Whether Wilson has signed or not will no doubt be confirmed in due course, but it indicates that the net is being cast far and wide in the quest for new players. Looking at his Facebook page, I'd guess he has signed, unless he has a strange sense of loyalty:

Which brings me neatly and finally to the comment below from ‘Anon’ regarding John Morris. Yes, I agree that at some point the buck has to stop with the Head of Cricket, but I don’t think this is the time. At the end of the day, Morris can talk to players, work with them in the nets (with his other coaches) and tell them what is required. Yet he can’t go out there and bat for them and select the stroke for the circumstances and conditions. No more than Steffan Jones can go out there and stop them bowling short and wide to tail enders. As in every sport, players have to take responsibility for their own actions.

The fact remains that we have players from other counties who are the best that we can afford and youngsters coming through who are progressing at different rates. If coaches work as hard as possible, some will improve when they assimilate what they are being told and some will fall by the wayside. One only needs to look at the number of brilliant schoolboy cricketers who never make the top to realise that some players peak below the required standard for an established first-class cricketer. This isn’t through poor coaching, but down to the fact that their hand/eye co-ordination, their mental resilience, or their powers of concentration simply aren’t up to the job, through no fault of their own. Ask yourself this – is everyone in your office or place of work the same standard?

I rest my case. Have a good one.


If Morris is going to take the brickbats for the way players do badly, does he now get the bouquets for today?

1 comment:

Anonymous said...

It's a fair point that people in any workplace will be at different levels of performance, and some may not capable of making the grade in their line of work. However, it's the primary task of any manager to make sure that they create an environment in which everyone improves to the extent of their abilities, and it's this area that I don't see evidence of at Derbyshire. Of course the team will have good days (and even good matches) because they are able players. The current match might be the start of a renaissance that will make me eat my words about John Morris' potential, but the reality is that flashes of excellence have been few and far between and are always followed by a return to the grim reality of steady decline.

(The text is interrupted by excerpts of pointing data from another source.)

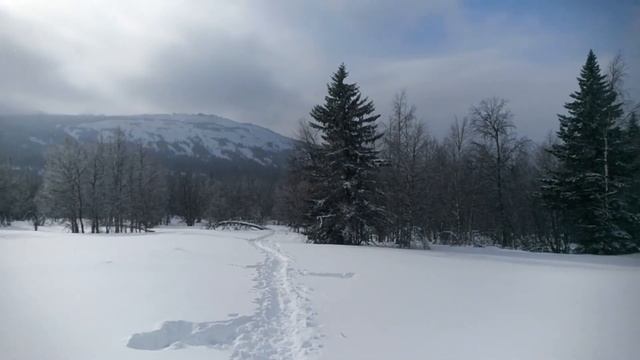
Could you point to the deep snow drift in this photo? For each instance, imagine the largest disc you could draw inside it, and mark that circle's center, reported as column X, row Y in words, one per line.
column 201, row 294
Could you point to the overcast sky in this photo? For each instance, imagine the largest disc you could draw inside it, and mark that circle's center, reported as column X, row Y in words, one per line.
column 268, row 62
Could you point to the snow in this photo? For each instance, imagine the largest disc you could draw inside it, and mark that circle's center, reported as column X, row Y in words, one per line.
column 219, row 136
column 183, row 293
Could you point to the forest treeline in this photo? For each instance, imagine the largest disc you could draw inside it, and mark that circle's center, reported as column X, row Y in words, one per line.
column 355, row 178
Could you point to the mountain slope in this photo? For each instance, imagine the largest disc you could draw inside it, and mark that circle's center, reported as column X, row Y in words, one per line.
column 197, row 138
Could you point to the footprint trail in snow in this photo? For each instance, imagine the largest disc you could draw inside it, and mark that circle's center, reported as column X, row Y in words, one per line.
column 283, row 326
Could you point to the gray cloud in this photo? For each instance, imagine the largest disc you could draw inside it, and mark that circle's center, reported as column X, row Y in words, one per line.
column 222, row 74
column 31, row 81
column 268, row 62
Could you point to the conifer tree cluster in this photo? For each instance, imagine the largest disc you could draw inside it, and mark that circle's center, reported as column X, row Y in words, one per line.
column 594, row 184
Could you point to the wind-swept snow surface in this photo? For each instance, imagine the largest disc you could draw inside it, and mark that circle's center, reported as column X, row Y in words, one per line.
column 202, row 294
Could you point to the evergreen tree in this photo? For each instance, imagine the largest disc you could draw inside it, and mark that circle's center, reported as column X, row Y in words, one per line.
column 589, row 185
column 633, row 149
column 348, row 210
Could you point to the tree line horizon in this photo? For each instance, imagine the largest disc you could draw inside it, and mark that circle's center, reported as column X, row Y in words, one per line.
column 354, row 179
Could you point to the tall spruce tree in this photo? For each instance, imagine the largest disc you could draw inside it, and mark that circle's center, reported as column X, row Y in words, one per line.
column 347, row 210
column 594, row 168
column 633, row 149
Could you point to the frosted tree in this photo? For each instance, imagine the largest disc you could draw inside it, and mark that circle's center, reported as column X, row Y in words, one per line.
column 348, row 209
column 404, row 178
column 496, row 145
column 63, row 184
column 594, row 167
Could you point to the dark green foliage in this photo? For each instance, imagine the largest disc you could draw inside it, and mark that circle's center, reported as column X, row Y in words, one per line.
column 346, row 207
column 589, row 186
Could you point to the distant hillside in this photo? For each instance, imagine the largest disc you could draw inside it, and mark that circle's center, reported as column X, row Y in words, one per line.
column 182, row 140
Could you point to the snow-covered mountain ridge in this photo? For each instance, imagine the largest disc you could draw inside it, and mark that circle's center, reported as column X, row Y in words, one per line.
column 175, row 135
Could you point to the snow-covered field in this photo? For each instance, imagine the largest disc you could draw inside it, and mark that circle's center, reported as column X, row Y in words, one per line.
column 200, row 294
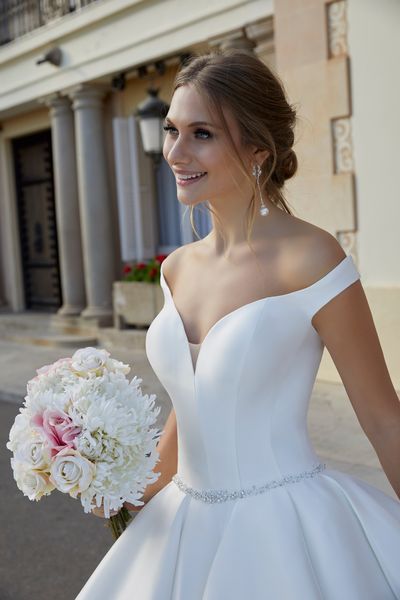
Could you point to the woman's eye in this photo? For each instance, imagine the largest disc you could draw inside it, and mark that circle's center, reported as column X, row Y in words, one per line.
column 202, row 132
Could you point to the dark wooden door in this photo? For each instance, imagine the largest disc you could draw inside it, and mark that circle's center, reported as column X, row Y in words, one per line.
column 37, row 221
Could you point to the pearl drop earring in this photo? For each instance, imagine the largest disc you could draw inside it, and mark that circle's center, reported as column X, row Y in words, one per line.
column 264, row 210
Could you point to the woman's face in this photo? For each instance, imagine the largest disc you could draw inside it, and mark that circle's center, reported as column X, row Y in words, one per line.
column 195, row 144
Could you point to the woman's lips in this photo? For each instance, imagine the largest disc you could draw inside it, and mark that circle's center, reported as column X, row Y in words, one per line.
column 185, row 182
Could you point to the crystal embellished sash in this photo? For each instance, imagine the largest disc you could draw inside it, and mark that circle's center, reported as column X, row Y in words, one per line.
column 224, row 495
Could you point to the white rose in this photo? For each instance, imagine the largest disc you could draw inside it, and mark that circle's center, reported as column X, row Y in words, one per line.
column 89, row 359
column 33, row 484
column 35, row 452
column 70, row 472
column 19, row 431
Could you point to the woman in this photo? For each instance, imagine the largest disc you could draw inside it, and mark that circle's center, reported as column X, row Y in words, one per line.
column 246, row 509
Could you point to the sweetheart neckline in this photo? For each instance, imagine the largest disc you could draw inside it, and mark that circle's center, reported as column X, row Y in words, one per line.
column 243, row 306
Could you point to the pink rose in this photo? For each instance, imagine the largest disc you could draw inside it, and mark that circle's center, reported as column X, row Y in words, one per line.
column 58, row 428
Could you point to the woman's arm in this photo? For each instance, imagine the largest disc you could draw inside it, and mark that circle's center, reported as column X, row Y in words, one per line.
column 346, row 326
column 168, row 463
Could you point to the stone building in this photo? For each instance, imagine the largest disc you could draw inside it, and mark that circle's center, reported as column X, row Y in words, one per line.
column 78, row 195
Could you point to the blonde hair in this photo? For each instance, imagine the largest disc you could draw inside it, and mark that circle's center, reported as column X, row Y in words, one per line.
column 255, row 96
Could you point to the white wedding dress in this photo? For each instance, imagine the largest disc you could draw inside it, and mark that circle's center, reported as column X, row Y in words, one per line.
column 312, row 532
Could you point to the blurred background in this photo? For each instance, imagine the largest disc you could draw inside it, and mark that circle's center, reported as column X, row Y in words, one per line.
column 85, row 195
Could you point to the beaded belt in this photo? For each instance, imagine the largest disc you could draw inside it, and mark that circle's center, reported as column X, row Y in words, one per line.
column 224, row 495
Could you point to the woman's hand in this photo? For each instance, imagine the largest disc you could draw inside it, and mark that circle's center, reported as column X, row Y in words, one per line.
column 98, row 511
column 134, row 508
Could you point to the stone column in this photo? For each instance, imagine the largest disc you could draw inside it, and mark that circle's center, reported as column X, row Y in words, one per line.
column 67, row 206
column 94, row 200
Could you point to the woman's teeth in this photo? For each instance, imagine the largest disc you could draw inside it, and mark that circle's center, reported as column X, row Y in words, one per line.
column 187, row 179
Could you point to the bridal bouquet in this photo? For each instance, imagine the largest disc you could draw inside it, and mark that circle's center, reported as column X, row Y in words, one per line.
column 86, row 430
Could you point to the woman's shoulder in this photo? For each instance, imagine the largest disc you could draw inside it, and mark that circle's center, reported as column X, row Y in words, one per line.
column 312, row 252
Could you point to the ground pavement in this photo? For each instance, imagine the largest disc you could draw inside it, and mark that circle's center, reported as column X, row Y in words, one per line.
column 38, row 538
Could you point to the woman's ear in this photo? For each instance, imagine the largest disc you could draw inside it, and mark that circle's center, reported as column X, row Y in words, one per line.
column 261, row 156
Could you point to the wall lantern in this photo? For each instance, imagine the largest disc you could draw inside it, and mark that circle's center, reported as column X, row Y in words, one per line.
column 150, row 115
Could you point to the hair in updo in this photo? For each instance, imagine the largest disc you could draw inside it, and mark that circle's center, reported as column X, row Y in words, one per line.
column 255, row 96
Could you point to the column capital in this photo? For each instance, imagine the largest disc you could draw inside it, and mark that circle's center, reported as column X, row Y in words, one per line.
column 54, row 100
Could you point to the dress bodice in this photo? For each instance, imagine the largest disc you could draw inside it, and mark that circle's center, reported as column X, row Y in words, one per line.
column 194, row 350
column 241, row 407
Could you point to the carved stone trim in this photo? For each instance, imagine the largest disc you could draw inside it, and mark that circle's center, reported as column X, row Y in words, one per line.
column 342, row 145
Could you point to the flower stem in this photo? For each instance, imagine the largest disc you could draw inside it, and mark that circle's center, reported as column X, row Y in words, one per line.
column 119, row 522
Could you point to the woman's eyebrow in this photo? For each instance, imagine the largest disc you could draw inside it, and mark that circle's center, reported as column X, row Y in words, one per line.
column 195, row 123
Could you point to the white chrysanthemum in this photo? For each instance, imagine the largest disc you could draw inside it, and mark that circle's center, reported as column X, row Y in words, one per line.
column 19, row 430
column 115, row 451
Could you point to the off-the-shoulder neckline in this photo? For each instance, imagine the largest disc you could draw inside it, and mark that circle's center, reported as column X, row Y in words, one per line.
column 325, row 278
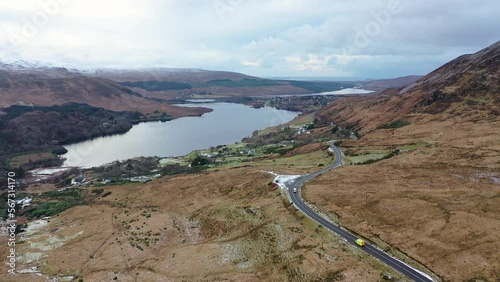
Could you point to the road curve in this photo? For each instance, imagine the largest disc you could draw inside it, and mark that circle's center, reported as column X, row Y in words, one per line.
column 384, row 257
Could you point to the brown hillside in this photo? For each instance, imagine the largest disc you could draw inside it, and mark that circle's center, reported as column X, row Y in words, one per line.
column 468, row 85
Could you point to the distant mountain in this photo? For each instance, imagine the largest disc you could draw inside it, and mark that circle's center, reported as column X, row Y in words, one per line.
column 381, row 84
column 32, row 84
column 467, row 86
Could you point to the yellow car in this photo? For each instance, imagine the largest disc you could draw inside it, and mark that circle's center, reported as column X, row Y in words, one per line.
column 360, row 242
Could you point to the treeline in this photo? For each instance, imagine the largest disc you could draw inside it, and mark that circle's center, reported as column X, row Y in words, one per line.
column 157, row 85
column 27, row 129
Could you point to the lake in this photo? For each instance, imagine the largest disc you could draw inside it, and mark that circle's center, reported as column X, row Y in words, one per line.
column 227, row 124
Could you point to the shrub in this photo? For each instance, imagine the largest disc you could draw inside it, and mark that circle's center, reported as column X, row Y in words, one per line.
column 396, row 124
column 97, row 191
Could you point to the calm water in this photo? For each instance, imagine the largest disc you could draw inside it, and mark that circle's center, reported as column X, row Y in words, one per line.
column 227, row 124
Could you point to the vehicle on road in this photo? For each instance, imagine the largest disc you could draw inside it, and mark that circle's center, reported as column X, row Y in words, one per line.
column 360, row 242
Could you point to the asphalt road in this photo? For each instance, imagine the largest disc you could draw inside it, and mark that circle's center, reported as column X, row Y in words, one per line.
column 398, row 265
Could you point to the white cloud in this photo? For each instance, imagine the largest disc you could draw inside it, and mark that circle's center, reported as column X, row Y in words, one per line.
column 262, row 37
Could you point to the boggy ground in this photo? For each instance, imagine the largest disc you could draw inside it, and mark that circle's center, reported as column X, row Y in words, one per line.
column 438, row 201
column 228, row 225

Note Mark Eklid's closing comment in Wisden - "With all trace of the progress made over the previous two years having disappeared, Derbyshire had to start from the bottom again." I doubt whether this was part of John Morris' job application, and he wouldn't have got the job if had been. I appreciate that not everyone will draw the line at the same point, but the shocking performances through a large part of last season was mine. So where would yours be? When will you know that the time has come?